Hack 95 Load an XML Document into Excel

   

figs/moderate.gif figs/hack95.gif

If someone sends you an XML file containing data that fits into tables, you don't need to read the text and all its angle brackets. You can load the document into Excel directly, tell Excel how you want to present it, and work with the data through maps .

Extensible Markup Language (XML) has become a common interchange format over the past few years , and it's not unusual for people and organizations to send each other XML files. XML's simple core structures make it easy to exchange information with much less concern that all parties are using the same software. Until recently, however, although generic XML tools were widely available, bridging the gap between XML documents and the user interface was difficult. Excel 2003 makes it much easier, at least for data that fits on a grid.

This hack uses Excel features that are available only in Excel 2003 on Windows. Earlier versions of Excel do not support this, and neither do current or announced Macintosh versions of Excel.


We'll start with a sample XML document, shown in Example 8-1.

Example 8-1. A simple XML document for analysis in Excel
 <?xml version="1.0" encoding="UTF-8"?> <sales> <sale> <date>2003-10-05</date> <ISBN>0596005385</ISBN> <Title>Office 2003 XML Essentials</Title> <PriceUS>34.95</PriceUS> <quantity>200</quantity> <customer ID="1025">Zork's Books</customer> </sale> <sale> <date>2003-10-05</date> <ISBN>0596002920</ISBN> <Title>XML in a Nutshell, 2nd Edition</Title> <PriceUS>39.95</PriceUS> <quantity>90</quantity> <customer ID="1025">Zork's Books</customer> </sale> <sale> <date>2003-10-05</date> <ISBN>0596002378</ISBN> <Title>SAX2</Title> <PriceUS>29.95</PriceUS> <quantity>300</quantity> <customer ID="1025">Zork's Books</customer> </sale> <sale> <date>2003-10-05</date> <ISBN>0596005385</ISBN> <Title>Office 2003 XML Essentials</Title> <PriceUS>34.95</PriceUS> <quantity>10</quantity> <customer ID="1029">Books of Glory</customer> </sale> <sale> <date>2003-10-05</date> <ISBN>0596002920</ISBN> <Title>XML in a Nutshell, 2nd Edition</Title> <PriceUS>39.95</PriceUS> <quantity>25</quantity> <customer ID="1029">Books of Glory</customer> </sale> <sale> <date>2003-10-07</date> <ISBN>0596002378</ISBN> <Title>SAX2</Title> <PriceUS>29.95</PriceUS> <quantity>5</quantity> <customer ID="1029">Books of Glory</customer> </sale> <sale> <date>2003-10-18</date> <ISBN>0596002378</ISBN> <Title>SAX2</Title> <PriceUS>29.95</PriceUS> <quantity>15</quantity> <customer ID="2561">Title Wave</customer> </sale> <sale> <date>2003-10-21</date> <ISBN>0596002920</ISBN> <Title>XML in a Nutshell, 2nd Edition</Title> <PriceUS>39.95</PriceUS> <quantity>15</quantity> <customer ID="9021">Books for You</customer> </sale> </sales> 

You can open this directly from Excel 2003 by selecting File Open.... The dialog box shown in Figure 8-1 will appear.

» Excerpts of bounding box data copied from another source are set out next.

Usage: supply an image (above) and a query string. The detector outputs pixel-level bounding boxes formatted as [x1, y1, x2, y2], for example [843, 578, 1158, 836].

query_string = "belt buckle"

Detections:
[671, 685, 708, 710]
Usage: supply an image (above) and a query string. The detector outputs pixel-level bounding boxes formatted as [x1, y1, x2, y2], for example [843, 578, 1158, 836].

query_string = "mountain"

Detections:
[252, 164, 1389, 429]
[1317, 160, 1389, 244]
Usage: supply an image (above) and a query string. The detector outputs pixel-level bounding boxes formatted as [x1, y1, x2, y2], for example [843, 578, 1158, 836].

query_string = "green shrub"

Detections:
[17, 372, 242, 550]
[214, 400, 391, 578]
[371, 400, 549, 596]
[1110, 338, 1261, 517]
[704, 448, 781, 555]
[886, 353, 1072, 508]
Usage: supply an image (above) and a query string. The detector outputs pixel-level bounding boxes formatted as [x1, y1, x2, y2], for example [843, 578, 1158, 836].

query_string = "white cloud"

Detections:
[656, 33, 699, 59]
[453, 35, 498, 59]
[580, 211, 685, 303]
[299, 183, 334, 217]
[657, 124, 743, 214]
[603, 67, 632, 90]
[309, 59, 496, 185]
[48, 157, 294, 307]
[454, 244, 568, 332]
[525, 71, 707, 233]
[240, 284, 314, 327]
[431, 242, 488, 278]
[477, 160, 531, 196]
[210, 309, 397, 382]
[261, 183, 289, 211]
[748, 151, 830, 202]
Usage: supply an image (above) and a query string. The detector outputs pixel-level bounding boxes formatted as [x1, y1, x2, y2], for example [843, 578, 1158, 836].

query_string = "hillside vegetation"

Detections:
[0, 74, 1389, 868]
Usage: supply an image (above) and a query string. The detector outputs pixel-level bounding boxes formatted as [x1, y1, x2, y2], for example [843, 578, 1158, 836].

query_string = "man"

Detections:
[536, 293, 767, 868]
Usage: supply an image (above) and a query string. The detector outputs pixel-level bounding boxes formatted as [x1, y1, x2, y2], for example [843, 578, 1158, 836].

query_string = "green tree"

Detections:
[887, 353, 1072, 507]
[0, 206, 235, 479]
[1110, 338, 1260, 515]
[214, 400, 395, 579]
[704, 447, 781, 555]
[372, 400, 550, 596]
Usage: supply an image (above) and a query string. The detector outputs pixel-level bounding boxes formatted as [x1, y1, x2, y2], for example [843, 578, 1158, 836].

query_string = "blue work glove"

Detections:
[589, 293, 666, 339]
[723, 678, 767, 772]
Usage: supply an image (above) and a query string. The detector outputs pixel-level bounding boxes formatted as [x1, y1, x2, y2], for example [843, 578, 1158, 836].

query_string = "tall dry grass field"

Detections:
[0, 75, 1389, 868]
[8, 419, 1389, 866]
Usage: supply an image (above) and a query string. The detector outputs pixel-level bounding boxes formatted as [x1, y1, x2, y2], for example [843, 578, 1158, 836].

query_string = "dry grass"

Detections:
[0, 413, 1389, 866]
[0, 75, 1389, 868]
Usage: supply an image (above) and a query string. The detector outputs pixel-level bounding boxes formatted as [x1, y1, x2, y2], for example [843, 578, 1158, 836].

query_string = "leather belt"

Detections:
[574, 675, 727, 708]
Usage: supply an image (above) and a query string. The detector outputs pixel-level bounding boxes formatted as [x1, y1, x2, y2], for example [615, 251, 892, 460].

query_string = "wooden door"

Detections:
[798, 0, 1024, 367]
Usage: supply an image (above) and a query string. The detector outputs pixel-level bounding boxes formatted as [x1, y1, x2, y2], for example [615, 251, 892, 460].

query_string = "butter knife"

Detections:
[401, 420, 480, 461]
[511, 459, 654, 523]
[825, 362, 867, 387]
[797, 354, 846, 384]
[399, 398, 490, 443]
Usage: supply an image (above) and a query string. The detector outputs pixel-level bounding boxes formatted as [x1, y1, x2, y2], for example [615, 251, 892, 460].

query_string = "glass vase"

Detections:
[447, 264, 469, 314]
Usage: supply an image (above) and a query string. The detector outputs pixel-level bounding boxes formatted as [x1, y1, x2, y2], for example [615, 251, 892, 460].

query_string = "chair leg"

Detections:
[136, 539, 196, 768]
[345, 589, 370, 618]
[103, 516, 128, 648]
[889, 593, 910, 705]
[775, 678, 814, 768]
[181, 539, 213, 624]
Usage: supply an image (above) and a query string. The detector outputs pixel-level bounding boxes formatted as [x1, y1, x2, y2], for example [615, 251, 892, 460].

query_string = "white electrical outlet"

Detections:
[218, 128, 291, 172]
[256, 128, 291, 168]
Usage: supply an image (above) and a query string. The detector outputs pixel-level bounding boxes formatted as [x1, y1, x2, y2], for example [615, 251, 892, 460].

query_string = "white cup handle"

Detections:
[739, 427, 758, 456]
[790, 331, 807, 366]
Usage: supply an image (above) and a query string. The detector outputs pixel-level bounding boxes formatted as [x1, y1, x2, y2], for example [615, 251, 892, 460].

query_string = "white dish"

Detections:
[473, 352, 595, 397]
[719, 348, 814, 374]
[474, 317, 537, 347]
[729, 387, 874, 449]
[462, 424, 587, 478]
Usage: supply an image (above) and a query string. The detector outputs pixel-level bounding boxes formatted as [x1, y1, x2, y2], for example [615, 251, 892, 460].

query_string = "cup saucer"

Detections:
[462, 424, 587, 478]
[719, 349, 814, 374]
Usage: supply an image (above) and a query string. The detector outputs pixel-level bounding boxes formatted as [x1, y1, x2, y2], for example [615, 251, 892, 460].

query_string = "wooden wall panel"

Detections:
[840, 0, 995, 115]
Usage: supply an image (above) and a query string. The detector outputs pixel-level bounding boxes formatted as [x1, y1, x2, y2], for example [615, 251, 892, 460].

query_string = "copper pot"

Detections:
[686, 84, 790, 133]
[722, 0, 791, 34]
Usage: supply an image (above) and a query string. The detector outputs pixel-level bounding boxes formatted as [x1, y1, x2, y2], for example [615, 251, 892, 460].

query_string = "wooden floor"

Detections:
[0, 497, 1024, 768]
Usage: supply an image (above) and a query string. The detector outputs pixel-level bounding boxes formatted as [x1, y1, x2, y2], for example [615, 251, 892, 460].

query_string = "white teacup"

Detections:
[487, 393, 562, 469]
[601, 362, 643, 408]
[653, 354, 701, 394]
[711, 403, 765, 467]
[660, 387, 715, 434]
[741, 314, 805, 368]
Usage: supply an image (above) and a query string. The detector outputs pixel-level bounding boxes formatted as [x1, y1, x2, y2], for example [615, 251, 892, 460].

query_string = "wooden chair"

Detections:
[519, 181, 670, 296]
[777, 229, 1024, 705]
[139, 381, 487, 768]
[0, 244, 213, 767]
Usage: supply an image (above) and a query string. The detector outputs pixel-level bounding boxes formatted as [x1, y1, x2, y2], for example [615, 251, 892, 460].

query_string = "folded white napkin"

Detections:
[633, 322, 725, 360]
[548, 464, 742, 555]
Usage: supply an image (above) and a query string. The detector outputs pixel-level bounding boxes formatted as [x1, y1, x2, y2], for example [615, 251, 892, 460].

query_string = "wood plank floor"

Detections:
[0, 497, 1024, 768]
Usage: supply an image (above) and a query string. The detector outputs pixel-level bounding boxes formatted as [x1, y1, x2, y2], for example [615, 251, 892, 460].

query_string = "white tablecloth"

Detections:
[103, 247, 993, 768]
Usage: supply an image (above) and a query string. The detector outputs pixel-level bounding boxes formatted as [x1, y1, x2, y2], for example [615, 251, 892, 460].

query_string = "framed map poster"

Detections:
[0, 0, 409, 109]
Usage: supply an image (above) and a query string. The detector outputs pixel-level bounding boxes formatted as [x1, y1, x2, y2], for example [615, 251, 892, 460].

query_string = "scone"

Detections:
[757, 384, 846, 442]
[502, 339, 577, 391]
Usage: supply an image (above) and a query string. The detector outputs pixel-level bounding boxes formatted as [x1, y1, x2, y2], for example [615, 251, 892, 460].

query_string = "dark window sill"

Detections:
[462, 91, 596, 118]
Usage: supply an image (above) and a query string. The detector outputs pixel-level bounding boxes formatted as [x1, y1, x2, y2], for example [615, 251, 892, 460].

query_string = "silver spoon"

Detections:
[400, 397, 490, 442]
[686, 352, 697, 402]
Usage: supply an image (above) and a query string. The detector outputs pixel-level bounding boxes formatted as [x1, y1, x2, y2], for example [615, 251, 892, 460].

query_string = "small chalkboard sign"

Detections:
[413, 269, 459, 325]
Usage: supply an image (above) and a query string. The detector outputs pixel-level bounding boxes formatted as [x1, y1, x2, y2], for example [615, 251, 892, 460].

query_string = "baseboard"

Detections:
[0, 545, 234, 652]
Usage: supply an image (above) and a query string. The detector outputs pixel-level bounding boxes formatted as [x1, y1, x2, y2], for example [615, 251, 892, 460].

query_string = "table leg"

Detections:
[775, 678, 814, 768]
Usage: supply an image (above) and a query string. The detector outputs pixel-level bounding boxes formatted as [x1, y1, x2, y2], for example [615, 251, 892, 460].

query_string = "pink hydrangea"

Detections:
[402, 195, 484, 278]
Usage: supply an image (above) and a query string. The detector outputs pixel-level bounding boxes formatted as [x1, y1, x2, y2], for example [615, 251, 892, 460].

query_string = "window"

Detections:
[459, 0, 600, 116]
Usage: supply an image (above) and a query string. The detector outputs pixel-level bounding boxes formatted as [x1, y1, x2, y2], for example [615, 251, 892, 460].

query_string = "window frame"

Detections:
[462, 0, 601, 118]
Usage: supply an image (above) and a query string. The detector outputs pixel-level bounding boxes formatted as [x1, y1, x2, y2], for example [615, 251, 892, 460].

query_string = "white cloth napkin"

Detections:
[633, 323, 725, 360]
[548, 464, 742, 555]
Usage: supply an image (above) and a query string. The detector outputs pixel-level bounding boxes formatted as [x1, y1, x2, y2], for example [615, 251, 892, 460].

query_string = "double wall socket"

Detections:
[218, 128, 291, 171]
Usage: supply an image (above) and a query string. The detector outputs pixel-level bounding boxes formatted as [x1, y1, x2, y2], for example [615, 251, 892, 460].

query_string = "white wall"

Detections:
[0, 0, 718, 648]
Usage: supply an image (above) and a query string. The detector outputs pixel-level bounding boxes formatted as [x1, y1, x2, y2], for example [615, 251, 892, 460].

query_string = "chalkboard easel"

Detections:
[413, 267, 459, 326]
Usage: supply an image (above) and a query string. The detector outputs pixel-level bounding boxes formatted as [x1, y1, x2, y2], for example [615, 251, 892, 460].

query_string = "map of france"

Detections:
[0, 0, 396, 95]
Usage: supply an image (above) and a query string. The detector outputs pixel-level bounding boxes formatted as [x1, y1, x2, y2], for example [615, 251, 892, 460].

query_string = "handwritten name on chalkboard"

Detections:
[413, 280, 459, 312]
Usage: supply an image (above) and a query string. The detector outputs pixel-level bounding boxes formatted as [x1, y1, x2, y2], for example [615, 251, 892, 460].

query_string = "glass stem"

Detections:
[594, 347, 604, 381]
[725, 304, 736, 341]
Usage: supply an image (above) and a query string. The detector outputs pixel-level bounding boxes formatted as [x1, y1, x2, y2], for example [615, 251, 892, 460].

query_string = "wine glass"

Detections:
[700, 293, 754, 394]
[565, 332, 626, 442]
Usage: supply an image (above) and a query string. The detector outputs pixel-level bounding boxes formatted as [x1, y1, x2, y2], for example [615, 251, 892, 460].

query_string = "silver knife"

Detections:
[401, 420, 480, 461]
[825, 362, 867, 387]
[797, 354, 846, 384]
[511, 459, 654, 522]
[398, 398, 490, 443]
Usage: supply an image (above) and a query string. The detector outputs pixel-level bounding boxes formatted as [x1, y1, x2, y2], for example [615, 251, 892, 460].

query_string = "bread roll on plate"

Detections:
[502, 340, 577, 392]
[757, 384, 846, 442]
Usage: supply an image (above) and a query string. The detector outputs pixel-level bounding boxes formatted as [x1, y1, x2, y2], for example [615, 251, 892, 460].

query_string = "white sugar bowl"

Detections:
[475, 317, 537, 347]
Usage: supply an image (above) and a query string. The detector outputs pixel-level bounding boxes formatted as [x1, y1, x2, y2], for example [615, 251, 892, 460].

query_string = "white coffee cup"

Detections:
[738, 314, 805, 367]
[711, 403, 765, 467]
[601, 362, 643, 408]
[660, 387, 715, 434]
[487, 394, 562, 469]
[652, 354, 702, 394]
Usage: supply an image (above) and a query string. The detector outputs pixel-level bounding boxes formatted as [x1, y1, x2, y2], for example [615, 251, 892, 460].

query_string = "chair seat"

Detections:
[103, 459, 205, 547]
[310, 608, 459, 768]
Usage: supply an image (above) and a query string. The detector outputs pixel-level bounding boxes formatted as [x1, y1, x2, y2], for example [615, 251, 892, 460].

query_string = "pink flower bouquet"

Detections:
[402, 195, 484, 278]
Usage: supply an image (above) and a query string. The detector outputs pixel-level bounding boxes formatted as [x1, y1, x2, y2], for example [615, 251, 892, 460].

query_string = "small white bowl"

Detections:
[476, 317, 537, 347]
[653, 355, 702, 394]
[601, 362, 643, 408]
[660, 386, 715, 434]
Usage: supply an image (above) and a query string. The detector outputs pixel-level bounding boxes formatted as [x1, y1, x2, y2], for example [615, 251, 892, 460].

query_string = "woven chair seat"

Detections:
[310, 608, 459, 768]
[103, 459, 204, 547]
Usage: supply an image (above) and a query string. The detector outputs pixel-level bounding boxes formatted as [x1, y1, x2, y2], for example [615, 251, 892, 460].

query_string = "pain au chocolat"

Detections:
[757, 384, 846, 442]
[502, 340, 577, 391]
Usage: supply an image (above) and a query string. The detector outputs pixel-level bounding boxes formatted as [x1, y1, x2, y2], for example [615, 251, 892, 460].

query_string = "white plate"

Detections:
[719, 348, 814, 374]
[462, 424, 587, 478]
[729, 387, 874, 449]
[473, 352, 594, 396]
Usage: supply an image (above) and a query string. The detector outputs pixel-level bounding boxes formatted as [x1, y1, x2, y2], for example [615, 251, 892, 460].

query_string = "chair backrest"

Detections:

Figure 8-1. Opening an XML file in Excel 2003
figs/exhk_0801.gif

If you select "As an XML list," you'll first be warned that Excel will be creating its own schema for this schema-free document, as shown in Figure 8-2. After clicking OK, you'll be rewarded with Excel's best guess as to how to present the information in the document as a spreadsheet, as shown in Figure 8-3.

Figure 8-2. Excel 2003 warning about lack of schema references
figs/exhk_0802.gif
Figure 8-3. XML data presented as an XML list in Excel 2003
figs/exhk_0803.gif

Note that Excel expected the date format used by the date element, so it is now displaying dates imported as 2003-10-05 as 10/5/2003.

Once you have the document loaded into Excel, you can treat the data much like you would any other data in Excelincorporating it into formulas, creating named ranges for it, making charts based on its contents, etc. To help you, Excel provides some built-in functionality for analyzing the data. The drop-down boxes in the column headers enable you to choose how to sort the data (the default is the order the document had originally). You also can turn on a total row, either from the List toolbar or by right-clicking anywhere on the list and selecting List Total Row from the pop-up menu. Once the total row appears, you can choose what kind of total you prefer from the drop-down menu displayed in Figure 8-4.

Figure 8-4. Choosing totals for an XML list in Excel 2003
figs/exhk_0804.gif

You also can refresh the data, updating that area with information from an XML document with the same structure. If you had another document with the same structure, you could right-click the list, select XML Import... from the pop-up menu, and choose a different document. With more data, it might look like Figure 8-5.

Figure 8-5. The same XML list with updated data
figs/exhk_0805.gif

In addition, you can export the data back to an XML file after editing it by right-clicking the list and selecting XML Export... from the pop-up menu. This makes Excel a very convenient editing tool for simple XML documents with tabular structures.

For simple data, you can usually trust Excel to guess what a file's contents are and use the default view it provides. As data gets more complicated, however, especially if it contains dates or text that looks like numbers (note the missing initial zeros on the ISBNs in the preceding figures!), you might want to use XML schemas to constrain how Excel reads your data and what kinds of data will fit in a given map. For this document, an XML schema might look like Example 8-2.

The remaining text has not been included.